I don’t know how many humanities and social sciences articles get published every year, but I’m fairly certain that 109,420 is a substantial portion of them–quite possibly as large a percentage as the 225,591 articles in STEM (excluding biology) albeit probably not the 188,194 articles in biomed.

Those aren’t all in the social sciences by any means. Arts & architecture, 5,019 articles. Education, 15,234. History, 8,289. Language & literature, 11,967. Law, 5,292. Library science, 2,276. Media & communications, 3,884. Philosophy, 3,045. Religion, 3,639.

Maybe I’m misreading Eve’s article; maybe he’s not actually suggesting that there hadn’t been much OA activity in the humanities. Because there has, starting from the very beginning (quite a few of the earliest OA journals were in the humanities, including PACS-L Review, Postmodern Culture, EJournal and New Horizons in Adult Education. I guess it bothers me to see all the work that’s been done to date somewhat minimized–and, again, I may be unfair in reading Eve that way. I’d much rather see a celebration of the enormous amount of work that’s been done in OA by humanities people (certainly including librarians) along with a call to do more and a recounting of innovations. But that’s just me, someone who’s been nattering on about “free electronic journals” for at least 20+ years now.

[OA monographs are a different and fiendishly difficult area. I’m not going there.]

If you’re wondering where those figures came from, go check out GOAJ2: Gold Open Access Journals 2011-2016. It’s an open access monograph, freely available in ebook form and priced at 20 cents above the cost of production in paperback form.
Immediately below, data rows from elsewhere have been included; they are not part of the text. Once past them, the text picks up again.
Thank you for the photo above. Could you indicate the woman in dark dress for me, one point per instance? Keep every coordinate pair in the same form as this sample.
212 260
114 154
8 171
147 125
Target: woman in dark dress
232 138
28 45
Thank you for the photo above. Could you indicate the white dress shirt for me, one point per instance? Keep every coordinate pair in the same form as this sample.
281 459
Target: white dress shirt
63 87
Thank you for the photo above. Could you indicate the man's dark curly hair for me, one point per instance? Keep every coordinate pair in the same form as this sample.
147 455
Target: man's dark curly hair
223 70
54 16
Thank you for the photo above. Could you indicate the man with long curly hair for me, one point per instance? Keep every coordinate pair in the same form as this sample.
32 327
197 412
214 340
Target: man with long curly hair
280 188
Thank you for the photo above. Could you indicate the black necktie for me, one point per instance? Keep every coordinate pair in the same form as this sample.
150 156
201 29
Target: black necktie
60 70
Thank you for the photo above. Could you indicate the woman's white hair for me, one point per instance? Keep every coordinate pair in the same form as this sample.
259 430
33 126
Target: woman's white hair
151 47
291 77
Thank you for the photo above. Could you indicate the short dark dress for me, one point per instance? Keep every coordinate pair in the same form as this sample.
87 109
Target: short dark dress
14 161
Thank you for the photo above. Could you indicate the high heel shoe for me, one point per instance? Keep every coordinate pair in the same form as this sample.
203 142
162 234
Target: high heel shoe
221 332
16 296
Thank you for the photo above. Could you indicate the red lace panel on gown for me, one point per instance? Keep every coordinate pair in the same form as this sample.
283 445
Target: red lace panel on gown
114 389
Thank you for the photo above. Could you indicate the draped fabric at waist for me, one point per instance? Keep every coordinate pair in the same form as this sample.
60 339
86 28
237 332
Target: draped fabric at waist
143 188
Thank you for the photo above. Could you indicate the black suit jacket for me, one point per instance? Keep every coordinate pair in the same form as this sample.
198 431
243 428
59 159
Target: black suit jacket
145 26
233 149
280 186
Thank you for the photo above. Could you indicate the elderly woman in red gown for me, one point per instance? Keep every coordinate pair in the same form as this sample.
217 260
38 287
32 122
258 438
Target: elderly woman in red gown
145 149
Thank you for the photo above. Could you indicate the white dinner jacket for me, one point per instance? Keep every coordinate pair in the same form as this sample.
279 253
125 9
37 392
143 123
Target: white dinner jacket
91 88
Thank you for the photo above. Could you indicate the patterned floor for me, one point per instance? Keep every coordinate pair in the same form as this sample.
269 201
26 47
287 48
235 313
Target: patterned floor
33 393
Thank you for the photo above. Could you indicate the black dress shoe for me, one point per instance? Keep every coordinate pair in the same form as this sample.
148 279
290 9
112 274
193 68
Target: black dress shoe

More info on it and its predecessor and companions at the GOAJ site.


*Updated 6/23/17: A number of people in Twitter–including Martin Paul Eve–saying this just isn’t so. They may be right. Not the first time that I’ve felt Eve tended to understate the work that had gone before, but I certainly accept the possibility that “tight word counts” are to blame. Since I don’t get invited to do pieces that much, maybe I’m just ignorant of the realities of being a high-profile OA person.